In 2000, the principal of CBCS left and the school asked Stephanie and Cathy Sporcich to be the “lead teachers” to get the school through the year. The school then opened the search to find a principal, but when that search failed to produce a candidate, they asked Stephanie if she would step up. “I had intended to stay a teacher. I loved teaching, because I loved the students,” she tells, but she decided to take the position. By the time she began her tenure as principal in 2001, she says, she had a good feel for the very different culture of the school. She became principal while getting her license in 2001 and returned to college for both her licensure and master’s degree. She spent two summers in Colorado Springs in classes at the University of Colorado, then returning to work as principal during the school year while simultaneously taking online courses to complete her degree. 

“The school was brand new and there were growing pains early on. I went through all Patti Bippus’ notes, who was the first principal, just trying to understand what direction she wanted to take the new school,” Stephanie says, and she also brought some ideas of her own from her experience teaching in L.A. “We’ve made some changes and continue to grow as the school has grown.”

Stephanie was in negotiations last week which saw an increase for teachers’ salaries, but not enough to match the rising costs of living in this valley, “The state funding is sorely lacking. As CB becomes more and more expensive, it’s going to become more difficult to attract and retain great teachers and administrators. Eighty percent of our budget is people. We’re not funded by the state for a livable salary. This district would love nothing more than to pay its teachers a livable salary, but the state is not supporting such,” she says and notes that it’s because of the TABOR amendment. “At the bottom of the salary base, first year of teaching is just now reaching roughly $40,000. People can’t live on that in Crested Butte,” she notes. 

In 2003, Stephanie and Bill had their son Aiden. “Becoming a parent was the best thing I have ever done in my life. It made me a better principal. Your heart just becomes bigger.” As principal with Aiden in school from kindergarten through 12th grade, Stephanie laughs that it was, “A curse or a blessing, depending on the day. When he graduated, I didn’t know whether to sign his diploma as ‘Mom’ or as Stephanie Niemi, Principal.”

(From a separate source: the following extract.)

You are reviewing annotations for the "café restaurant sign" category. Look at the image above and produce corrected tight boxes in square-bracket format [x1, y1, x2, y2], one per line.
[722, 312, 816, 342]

Some of Stephanie’s most memorable experiences are all about the community and school. “It’s the amazing people here, the relationships you form with them. There are great parents, staff and students here. It’s not about things, it’s about the amazing people. When we work together, it’s just magic. Every year we have these graduations and I look around and think, yep, we did it, they’re going to have choices because we laid the foundation together for them. And that’s what we want to sustain.”

Stephanie’s message concerning the future of CBCS is a concern for keeping the school as exceptional as it is, and beyond. “Funding is a big deal, not just for the staff, but we want to ensure excellent and innovative programing. Our teachers are really serious intellectuals, many with master’s degrees, 82% of our teachers have master’s or are in a graduate degree program. These are people who are interested in learning themselves and want to perfect their craft, and in turn, kids graduate and have choices in colleges and careers, whether it’s creative writing or the building program, it opens doors. The more skills and knowledge they have will allow them to be able to solve real world problems. We need them,” she says of the students.

So, what will Stephanie do with all her free time in retirement? “First, I’m going to breathe and relax,” she smiles, but admits, she hasn’t gotten quite that far in her plans yet. “I’ve tossed around everything from grad school to growing a garden to a wine bar,” says the avid wine connoisseur. “I just honestly haven’t had time to think about it yet, but I’m not going to be sitting around at home. I need to be engaged and giving” (Head’s up to all organizations who need a fabulous volunteer). 

But as Stephanie reflects on her two-and-a-half decades of teaching and leading at CBCS she feels, “My work has been a labor of love and I’m really proud of the people I’ve worked with. It’s not about me, it’s about the team.” 

Congratulations Stephanie, and a very heartfelt thank you from your community.